In deze zaak heeft het Gerechtshof 's-Hertogenbosch op 18 juli 2013 uitspraak gedaan in hoger beroep over de beëindiging van het gezamenlijk gezag van ouders over hun minderjarige kinderen. De vader, die in hoger beroep ging, was het niet eens met de eerdere beschikking van de rechtbank Breda van 19 december 2012, waarin was bepaald dat het gezag over de kinderen voortaan alleen aan de moeder toekomt. De vader voerde aan dat er geen wijziging van omstandigheden was die een dergelijke beslissing rechtvaardigde en dat hij wel degelijk zijn verantwoordelijkheden als ouder wilde nemen, maar dat de moeder hem hierin belemmerde.
De moeder daarentegen betwistte de stellingen van de vader en stelde dat hij al twee jaar geen invulling gaf aan zijn ouderlijk gezag. De Raad voor de Kinderbescherming steunde de moeder in haar verzoek om eenhoofdig gezag, omdat er geen communicatie tussen de ouders mogelijk was en de vader geen betrokkenheid toonde bij de opvoeding van de kinderen. Het hof overwoog dat de vader sinds de echtscheiding in 2010 geen feitelijke invulling aan het gezag had gegeven en dat er een onaanvaardbaar risico bestond dat de kinderen klem zouden raken tussen de ouders.

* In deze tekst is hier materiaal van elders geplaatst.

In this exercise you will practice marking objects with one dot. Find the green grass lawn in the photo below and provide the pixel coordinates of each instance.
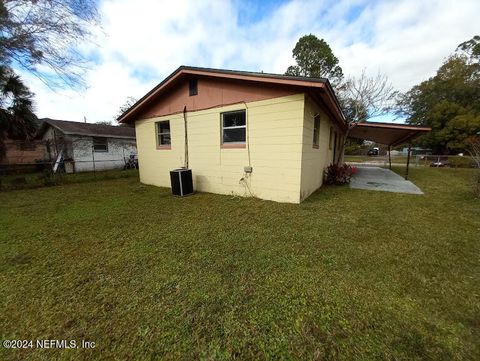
(348, 274)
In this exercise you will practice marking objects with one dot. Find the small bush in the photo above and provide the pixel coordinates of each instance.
(339, 173)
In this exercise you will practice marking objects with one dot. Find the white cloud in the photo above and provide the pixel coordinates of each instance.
(143, 41)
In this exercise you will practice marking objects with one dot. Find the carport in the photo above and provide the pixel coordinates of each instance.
(389, 134)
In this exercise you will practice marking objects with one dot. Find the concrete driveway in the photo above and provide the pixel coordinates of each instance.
(381, 179)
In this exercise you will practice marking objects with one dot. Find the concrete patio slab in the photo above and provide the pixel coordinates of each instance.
(381, 179)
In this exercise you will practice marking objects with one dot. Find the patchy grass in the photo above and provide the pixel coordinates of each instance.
(48, 179)
(348, 274)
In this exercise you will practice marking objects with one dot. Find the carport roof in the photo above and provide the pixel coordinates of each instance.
(386, 133)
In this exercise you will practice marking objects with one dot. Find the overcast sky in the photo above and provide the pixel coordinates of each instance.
(143, 41)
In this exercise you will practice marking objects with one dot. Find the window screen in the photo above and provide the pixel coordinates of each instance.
(192, 87)
(163, 133)
(234, 127)
(100, 144)
(316, 130)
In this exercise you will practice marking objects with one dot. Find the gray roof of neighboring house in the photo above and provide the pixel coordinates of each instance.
(87, 129)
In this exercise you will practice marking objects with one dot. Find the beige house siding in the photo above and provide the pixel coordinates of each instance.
(275, 136)
(315, 160)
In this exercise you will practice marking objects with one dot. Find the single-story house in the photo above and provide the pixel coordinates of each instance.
(242, 133)
(81, 147)
(22, 152)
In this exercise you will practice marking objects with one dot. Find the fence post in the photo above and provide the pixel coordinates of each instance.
(389, 158)
(93, 160)
(408, 162)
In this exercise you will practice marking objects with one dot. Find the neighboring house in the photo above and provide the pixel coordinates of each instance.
(85, 146)
(22, 152)
(242, 133)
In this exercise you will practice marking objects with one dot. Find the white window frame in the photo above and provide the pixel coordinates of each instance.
(100, 150)
(158, 134)
(233, 127)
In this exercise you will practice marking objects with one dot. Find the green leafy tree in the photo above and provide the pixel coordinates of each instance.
(17, 119)
(471, 48)
(315, 59)
(449, 103)
(41, 37)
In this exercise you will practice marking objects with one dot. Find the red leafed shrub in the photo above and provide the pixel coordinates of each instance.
(339, 173)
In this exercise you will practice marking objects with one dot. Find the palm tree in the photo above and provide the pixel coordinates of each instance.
(17, 119)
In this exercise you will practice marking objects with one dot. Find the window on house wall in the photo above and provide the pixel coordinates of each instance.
(234, 127)
(163, 133)
(100, 144)
(331, 139)
(26, 145)
(192, 87)
(316, 131)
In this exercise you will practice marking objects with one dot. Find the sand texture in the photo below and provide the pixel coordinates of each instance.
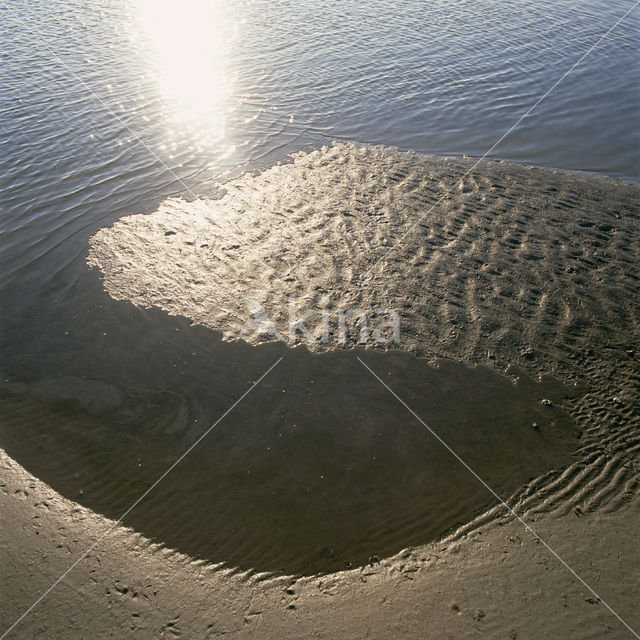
(518, 292)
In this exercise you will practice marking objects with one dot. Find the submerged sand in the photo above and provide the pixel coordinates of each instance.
(517, 266)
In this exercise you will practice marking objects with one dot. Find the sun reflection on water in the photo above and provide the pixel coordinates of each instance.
(189, 50)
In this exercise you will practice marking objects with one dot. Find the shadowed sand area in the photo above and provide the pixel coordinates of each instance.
(320, 466)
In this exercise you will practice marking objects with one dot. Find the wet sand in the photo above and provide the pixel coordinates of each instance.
(520, 267)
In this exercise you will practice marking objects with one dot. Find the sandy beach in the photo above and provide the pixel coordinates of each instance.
(523, 277)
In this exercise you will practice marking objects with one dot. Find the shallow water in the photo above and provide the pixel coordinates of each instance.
(107, 112)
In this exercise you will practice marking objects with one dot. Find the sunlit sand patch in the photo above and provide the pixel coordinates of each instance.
(505, 254)
(514, 265)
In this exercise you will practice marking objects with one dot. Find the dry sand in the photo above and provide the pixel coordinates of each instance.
(518, 266)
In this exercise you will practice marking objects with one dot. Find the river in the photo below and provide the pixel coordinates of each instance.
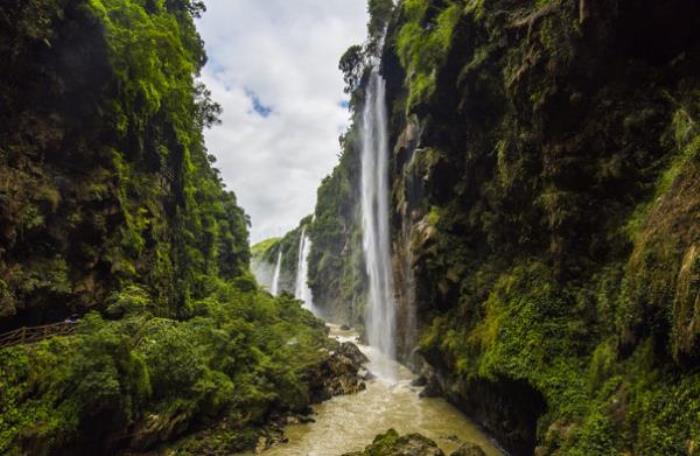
(350, 423)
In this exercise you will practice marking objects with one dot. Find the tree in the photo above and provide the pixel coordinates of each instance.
(352, 65)
(379, 14)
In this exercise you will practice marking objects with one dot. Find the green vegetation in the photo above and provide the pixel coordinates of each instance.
(336, 262)
(555, 247)
(105, 178)
(545, 191)
(391, 444)
(143, 380)
(110, 207)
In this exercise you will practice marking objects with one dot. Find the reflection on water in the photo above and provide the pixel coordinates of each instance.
(349, 423)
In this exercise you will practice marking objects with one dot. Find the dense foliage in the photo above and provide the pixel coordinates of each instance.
(144, 380)
(105, 180)
(545, 193)
(266, 253)
(110, 208)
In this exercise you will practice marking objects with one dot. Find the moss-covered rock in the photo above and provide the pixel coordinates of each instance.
(545, 215)
(391, 444)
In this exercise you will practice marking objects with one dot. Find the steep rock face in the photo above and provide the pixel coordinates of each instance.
(337, 274)
(104, 178)
(264, 258)
(546, 218)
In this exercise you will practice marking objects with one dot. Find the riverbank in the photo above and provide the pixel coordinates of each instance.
(350, 422)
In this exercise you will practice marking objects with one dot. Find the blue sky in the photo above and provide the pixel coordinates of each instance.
(273, 66)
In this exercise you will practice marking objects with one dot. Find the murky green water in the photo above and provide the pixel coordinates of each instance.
(349, 423)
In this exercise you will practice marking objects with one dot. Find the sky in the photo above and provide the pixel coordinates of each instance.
(273, 67)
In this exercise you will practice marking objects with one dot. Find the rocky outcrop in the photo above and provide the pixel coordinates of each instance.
(545, 230)
(340, 373)
(391, 444)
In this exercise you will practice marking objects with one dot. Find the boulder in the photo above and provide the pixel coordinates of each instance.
(391, 444)
(469, 449)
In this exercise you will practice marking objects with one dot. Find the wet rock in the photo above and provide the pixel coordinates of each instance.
(340, 373)
(469, 449)
(391, 444)
(419, 381)
(272, 436)
(351, 351)
(366, 375)
(432, 389)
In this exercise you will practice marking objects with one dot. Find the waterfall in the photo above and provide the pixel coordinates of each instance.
(276, 277)
(302, 290)
(380, 319)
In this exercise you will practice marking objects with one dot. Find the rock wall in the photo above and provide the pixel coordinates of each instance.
(545, 216)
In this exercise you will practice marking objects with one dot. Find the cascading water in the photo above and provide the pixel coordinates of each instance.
(380, 319)
(276, 278)
(302, 290)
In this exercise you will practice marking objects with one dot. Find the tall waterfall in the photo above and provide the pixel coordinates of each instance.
(276, 278)
(380, 319)
(302, 290)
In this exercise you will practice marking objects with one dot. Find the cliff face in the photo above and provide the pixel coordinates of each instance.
(546, 216)
(110, 208)
(545, 175)
(104, 179)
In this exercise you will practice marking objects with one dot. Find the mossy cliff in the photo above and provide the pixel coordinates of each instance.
(264, 257)
(546, 173)
(110, 208)
(104, 179)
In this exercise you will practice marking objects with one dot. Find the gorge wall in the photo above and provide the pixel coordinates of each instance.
(111, 209)
(545, 213)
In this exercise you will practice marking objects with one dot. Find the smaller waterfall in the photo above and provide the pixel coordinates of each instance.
(302, 290)
(276, 278)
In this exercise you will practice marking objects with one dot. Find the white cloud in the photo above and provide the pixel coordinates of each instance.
(285, 53)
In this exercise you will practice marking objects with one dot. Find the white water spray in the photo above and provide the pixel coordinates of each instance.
(302, 290)
(380, 319)
(276, 278)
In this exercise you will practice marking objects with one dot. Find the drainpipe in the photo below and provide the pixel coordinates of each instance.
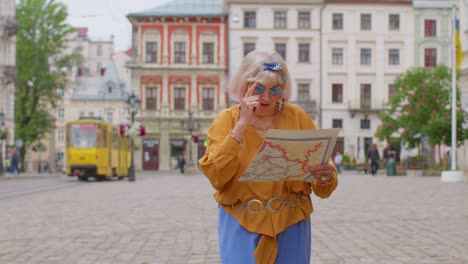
(321, 70)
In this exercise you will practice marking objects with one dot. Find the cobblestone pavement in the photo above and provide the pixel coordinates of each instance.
(168, 218)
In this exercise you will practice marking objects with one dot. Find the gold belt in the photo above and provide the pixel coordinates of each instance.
(256, 206)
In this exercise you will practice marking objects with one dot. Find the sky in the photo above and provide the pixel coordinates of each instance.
(104, 18)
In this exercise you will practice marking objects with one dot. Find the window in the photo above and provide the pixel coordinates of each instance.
(99, 50)
(430, 28)
(109, 117)
(249, 19)
(365, 96)
(365, 123)
(179, 52)
(366, 56)
(337, 123)
(303, 52)
(280, 19)
(208, 98)
(61, 135)
(337, 93)
(179, 98)
(430, 57)
(303, 20)
(391, 91)
(303, 92)
(394, 56)
(151, 52)
(337, 21)
(208, 52)
(248, 47)
(394, 21)
(366, 22)
(337, 56)
(281, 49)
(61, 114)
(151, 97)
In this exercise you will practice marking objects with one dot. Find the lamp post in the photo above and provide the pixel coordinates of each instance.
(133, 103)
(1, 144)
(38, 149)
(190, 125)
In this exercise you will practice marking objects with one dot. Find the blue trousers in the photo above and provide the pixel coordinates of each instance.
(237, 245)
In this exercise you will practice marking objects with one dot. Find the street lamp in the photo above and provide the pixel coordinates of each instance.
(133, 104)
(2, 115)
(190, 126)
(39, 149)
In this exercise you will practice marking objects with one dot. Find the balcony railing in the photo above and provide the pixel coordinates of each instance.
(10, 28)
(365, 106)
(310, 107)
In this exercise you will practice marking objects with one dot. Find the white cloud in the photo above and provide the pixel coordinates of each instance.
(104, 18)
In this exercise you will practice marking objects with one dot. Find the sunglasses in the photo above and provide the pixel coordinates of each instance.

Het hof concludeerde dat de minimaal noodzakelijke basis voor gezamenlijke gezagsuitoefening ontbrak en dat het in het belang van de kinderen noodzakelijk was om het gezamenlijk gezag te beëindigen. De beschikking van de rechtbank Breda werd bekrachtigd, en de proceskosten werden gecompenseerd, waarbij iedere partij de eigen kosten droeg. De uitspraak benadrukt het belang van betrokkenheid van beide ouders bij de opvoeding en de noodzaak om in het belang van de kinderen te handelen.